Wednesday, February 22, 2012

Ash Wednesday

I'm hungry.

And not just because it's Ash Wednesday and I've been fasting. No. I feel like I woke up from hibernation ravenous, except my stomach is my soul. There's no other way to explain it. You know how when you've been sick with a long illness and you just sort of get used to it, and then suddenly you're well and you realized just how badly it sucked to be sick? Sort of like that.

I don't really think I was sick, necessarily. I think I got complacent. It can happen to any of us about anything, and without really thinking. We fall off the diet wagon, stop our good habits. Often, it's something sudden and jolting that makes us stop and look at our feet and realize we weren't really paying attention to the path. For me, I had sat on my spiritual laurels for too long. I had assumed that at one point in my life I had worked everything out in my head and my heart, so I was good. I didn't really need to keep practicing at it, keep searching. I was done. I could go on and just live life now.

Except faith isn't like that. Faith is endless.

I was reminded with some reading earlier this week that God, like all the things he is compared to - Love, Beauty, Truth - is completely unending. Totally infinite. And I realized that I had limited myself. I had told myself that what I had done was good enough, that where I was was fine. And it is fine. But there's more....so much more. I was barely scratching the surface of faith, and I thought it was a meal.

I spent a lot of time over the last month feeling disheartened and a little beat up over many things - the state of the world, my microscopic chance to make any lasting sort of change in it. I fell into what can best be described as a spiritual depression. Then, in the desperation of a convert, I reached out and felt a hand, and heard a voice.

It said, "Come with me. I want to show you something."

And I followed.

So now, I have book lists, and prayer lists, and things to write and look up, philosophers and theologians and saints. I'm sitting at a banquet, one that was always available to me. And the more I read and the more I pray, the more I see the beauty, and the truth, and the love that's there. Infinity.

I realize that to some this may sound extreme. After all, most of you know me already as a pretty devout Catholic. Not necessarily a good one, and I don't expect that will change much. But that's the wonderful thing about it that I found in these last few weeks. Conversion is a continual turning toward God, because there is always more turning to do. As C.S. Lewis writes in The Last Battle, there is always the call of Aslan the Lion, "Further up and further in!"

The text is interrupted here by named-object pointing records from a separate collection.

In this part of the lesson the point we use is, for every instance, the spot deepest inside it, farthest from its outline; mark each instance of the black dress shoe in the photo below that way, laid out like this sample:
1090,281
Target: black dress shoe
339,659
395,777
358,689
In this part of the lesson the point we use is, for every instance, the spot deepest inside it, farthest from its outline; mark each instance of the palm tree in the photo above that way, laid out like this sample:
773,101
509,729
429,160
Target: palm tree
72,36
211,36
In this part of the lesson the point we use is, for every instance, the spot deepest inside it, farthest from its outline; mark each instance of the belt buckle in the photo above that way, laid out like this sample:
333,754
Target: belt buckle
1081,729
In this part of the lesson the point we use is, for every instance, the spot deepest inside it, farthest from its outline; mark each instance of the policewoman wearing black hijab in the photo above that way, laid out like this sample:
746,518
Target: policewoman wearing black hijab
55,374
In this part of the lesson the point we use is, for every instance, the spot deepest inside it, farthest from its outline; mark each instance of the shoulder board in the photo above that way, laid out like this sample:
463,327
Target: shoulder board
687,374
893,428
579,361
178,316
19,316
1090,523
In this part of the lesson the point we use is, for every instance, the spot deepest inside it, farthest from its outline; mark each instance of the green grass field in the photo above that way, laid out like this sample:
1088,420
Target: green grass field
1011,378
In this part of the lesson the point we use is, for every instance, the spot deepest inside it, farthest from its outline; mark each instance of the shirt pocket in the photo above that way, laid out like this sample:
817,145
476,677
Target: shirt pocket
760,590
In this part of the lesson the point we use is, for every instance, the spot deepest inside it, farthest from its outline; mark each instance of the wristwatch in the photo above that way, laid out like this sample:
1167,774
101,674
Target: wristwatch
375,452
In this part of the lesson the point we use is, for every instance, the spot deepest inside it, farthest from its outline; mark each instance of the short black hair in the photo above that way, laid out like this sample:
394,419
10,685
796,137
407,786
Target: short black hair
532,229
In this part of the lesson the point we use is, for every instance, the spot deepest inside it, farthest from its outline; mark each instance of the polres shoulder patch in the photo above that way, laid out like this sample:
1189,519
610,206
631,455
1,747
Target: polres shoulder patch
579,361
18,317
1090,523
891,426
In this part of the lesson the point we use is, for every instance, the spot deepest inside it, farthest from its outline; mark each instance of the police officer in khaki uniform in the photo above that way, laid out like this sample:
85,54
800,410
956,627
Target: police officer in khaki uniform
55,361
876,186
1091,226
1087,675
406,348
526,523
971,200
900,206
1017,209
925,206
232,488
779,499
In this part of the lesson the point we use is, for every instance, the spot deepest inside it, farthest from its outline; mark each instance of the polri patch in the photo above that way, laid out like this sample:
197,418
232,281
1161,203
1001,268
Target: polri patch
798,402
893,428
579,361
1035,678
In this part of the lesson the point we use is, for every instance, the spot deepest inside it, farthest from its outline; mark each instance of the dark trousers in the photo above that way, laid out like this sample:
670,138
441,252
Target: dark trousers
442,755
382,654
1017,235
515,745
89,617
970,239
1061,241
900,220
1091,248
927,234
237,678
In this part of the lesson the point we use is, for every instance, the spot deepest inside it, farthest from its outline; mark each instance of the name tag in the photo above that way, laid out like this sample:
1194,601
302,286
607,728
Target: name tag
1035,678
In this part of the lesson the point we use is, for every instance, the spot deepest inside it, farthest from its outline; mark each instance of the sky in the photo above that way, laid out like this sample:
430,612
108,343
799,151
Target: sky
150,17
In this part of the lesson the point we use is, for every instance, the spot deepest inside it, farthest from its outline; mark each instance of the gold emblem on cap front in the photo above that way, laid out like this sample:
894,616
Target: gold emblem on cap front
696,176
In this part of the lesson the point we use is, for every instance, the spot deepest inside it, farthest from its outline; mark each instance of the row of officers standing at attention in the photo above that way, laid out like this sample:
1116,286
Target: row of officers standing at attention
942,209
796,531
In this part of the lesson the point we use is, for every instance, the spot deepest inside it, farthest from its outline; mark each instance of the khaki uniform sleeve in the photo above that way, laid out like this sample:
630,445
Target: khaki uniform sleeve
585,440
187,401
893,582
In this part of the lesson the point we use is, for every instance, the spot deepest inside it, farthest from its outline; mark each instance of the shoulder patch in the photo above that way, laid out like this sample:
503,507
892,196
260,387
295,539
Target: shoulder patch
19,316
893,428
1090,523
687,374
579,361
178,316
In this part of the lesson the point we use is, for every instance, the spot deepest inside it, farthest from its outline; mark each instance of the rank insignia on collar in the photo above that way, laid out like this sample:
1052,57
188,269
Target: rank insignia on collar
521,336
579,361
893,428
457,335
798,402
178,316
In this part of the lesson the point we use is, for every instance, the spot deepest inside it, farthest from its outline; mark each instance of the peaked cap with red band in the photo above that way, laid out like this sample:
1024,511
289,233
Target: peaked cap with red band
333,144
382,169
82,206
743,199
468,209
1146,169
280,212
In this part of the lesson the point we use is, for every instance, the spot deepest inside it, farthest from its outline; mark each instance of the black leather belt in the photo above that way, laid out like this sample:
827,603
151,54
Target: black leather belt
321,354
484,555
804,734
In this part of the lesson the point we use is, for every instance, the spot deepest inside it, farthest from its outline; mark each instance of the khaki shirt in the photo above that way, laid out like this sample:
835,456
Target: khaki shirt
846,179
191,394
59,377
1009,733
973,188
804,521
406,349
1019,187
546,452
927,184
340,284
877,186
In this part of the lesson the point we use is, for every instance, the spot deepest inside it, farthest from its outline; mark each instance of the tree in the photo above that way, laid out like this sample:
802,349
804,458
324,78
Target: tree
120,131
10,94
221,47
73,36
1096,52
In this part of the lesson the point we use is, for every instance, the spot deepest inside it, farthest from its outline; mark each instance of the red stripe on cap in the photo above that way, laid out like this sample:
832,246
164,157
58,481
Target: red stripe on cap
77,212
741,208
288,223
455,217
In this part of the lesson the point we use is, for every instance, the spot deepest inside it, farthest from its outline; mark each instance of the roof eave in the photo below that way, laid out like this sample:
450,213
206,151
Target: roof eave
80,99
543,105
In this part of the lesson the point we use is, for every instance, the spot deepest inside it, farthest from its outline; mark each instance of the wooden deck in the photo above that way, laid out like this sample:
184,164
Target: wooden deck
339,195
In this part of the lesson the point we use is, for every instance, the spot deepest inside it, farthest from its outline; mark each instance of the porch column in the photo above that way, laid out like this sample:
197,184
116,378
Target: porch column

I plan to write a bit more about my faith journey here, especially as it intersects with the other areas of my life that I write about more often. In looking back at this blog, it becomes apparent that while I may have thought a lot about faith as a general principle, I didn't do a great job of exploring its daily application. I'm hoping that during this Lent I can work on changing that, both by walking the path more intentionally and by reflecting on it in my writing.